First, during the siege of Kunduz in November 2001, the Bush administration allowed Pakistan to spirit away by airlift hundreds, if not thousands, of Taliban operatives cornered by the advancing Northern Alliance in Kunduz. Pakistan relocated those Taliban cadres including Mullah Mohammed Omar in Quetta, the provincial capital of Baluchistan from where Mullah Omar’s QST has been planning raids in Afghanistan ever since. Obama has to threaten Pakistan with stoppage of all US aid unless Pakistani Army immediately cracks down on Haqqani’s HQN and Mullah Omar’s QST terror networks.
‘Quetta Shura Taliban (QST) based in Quetta, the provincial capital of Baluchistan, is the No. 1 threat to US/NATO mission in Afghanistan. At the operational level, the Quetta Shura conducts a formal campaign review each winter, after which Mullah Mohammed Omar (Afghan Taliban Chief) announces his guidance and intent for the coming year‘ as General McChrystal narrated in his August, 2009 report to President Obama. But US can not even use its drones to destroy QST that is causing daily deaths of US/NATO soldiers in Afghanistan since 2002!

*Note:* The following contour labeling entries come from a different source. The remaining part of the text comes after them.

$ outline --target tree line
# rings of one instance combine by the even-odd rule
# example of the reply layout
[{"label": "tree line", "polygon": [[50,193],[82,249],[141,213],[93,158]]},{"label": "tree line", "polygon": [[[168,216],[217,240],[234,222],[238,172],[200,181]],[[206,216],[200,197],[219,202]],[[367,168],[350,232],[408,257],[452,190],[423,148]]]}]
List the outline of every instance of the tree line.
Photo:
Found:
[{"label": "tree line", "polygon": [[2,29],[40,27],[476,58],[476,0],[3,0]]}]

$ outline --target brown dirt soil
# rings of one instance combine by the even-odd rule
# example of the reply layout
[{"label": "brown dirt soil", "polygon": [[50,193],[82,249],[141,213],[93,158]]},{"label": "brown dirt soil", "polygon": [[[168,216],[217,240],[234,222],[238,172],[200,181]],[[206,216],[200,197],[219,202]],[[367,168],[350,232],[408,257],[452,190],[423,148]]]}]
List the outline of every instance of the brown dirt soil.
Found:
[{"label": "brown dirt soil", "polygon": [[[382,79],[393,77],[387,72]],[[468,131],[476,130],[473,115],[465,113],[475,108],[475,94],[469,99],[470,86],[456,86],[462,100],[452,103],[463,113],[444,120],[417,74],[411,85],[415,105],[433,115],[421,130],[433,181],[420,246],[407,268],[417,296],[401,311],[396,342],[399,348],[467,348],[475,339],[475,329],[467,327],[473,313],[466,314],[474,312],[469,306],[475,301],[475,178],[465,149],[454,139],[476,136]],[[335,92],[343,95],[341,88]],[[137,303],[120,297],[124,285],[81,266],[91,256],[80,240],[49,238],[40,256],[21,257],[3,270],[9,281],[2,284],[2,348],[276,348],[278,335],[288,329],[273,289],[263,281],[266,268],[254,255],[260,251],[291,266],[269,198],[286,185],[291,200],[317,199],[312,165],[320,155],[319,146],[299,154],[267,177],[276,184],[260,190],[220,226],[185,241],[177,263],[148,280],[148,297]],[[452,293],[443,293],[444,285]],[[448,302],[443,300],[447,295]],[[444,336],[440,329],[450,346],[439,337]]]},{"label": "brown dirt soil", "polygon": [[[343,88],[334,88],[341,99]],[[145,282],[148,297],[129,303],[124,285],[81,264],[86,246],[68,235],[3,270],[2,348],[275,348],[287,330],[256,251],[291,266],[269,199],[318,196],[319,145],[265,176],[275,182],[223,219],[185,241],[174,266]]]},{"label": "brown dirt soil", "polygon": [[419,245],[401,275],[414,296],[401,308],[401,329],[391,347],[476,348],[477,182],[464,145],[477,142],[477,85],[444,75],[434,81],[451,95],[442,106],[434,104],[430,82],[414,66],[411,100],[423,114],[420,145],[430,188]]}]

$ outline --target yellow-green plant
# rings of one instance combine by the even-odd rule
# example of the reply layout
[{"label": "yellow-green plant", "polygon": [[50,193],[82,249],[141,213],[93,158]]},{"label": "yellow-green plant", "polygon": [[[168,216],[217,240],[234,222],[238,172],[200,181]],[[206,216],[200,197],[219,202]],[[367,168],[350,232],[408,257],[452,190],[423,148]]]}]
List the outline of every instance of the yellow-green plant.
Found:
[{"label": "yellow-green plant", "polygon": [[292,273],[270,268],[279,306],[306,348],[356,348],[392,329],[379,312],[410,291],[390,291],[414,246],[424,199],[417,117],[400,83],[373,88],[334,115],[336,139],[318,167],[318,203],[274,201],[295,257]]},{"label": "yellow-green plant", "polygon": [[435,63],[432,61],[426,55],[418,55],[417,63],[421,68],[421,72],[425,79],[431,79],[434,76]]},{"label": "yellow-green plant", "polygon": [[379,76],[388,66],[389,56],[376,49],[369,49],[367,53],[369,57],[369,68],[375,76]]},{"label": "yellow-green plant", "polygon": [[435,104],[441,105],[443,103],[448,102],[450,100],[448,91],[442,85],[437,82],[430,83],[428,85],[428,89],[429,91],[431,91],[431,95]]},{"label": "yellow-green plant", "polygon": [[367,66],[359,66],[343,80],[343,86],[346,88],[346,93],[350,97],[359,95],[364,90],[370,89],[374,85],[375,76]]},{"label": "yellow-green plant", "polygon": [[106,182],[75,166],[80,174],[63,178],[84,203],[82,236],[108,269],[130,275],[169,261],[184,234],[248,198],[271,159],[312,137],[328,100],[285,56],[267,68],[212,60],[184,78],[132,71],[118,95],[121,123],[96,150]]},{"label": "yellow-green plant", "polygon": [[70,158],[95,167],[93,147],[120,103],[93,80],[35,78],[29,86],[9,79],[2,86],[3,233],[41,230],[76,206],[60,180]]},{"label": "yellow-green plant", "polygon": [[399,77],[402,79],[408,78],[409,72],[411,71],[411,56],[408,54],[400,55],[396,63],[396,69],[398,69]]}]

Second, Bush administration did NOT provide sufficient troops to secure Afghanistan against Taliban because so many US troops were tied down in Iraq to destroy Saddam‘s imaginary weapons of mass destruction. Pakistan is banking on Obama’s deadline of troop withdrawal by July, 2011. Obama needs to declare unequivocally that that deadline is erased.
Third, Bush put blind faith in Musharraf’s Pakistan to fight the very terrorist threat that Pakistan itself created. Musharraf continued to shelter, protect and support Mullah Mohammed Omar’s Quetta Shura Taliban in Quetta, provincial capital of Baluchistan and Haqqani network in North Waziristan. Bush naively tolerated such a duplicitous Musharraf game. Obama needs to override Pakistan’s objections and go after not just Haqqani’s HQN network in North Waziristan but also after Mullah Omar’s QST network in Baluchistan with the ferocious drone attacks.
...I guess you *are* Suresh
The M.O. is way too obvious. Your handlers, or your own rhetorical fingerprint, are too boring and repetitive. Clearly you guys havent figured out how to spam effectively. At least Lal Qila creates amusing fake personas. You just cloned the same.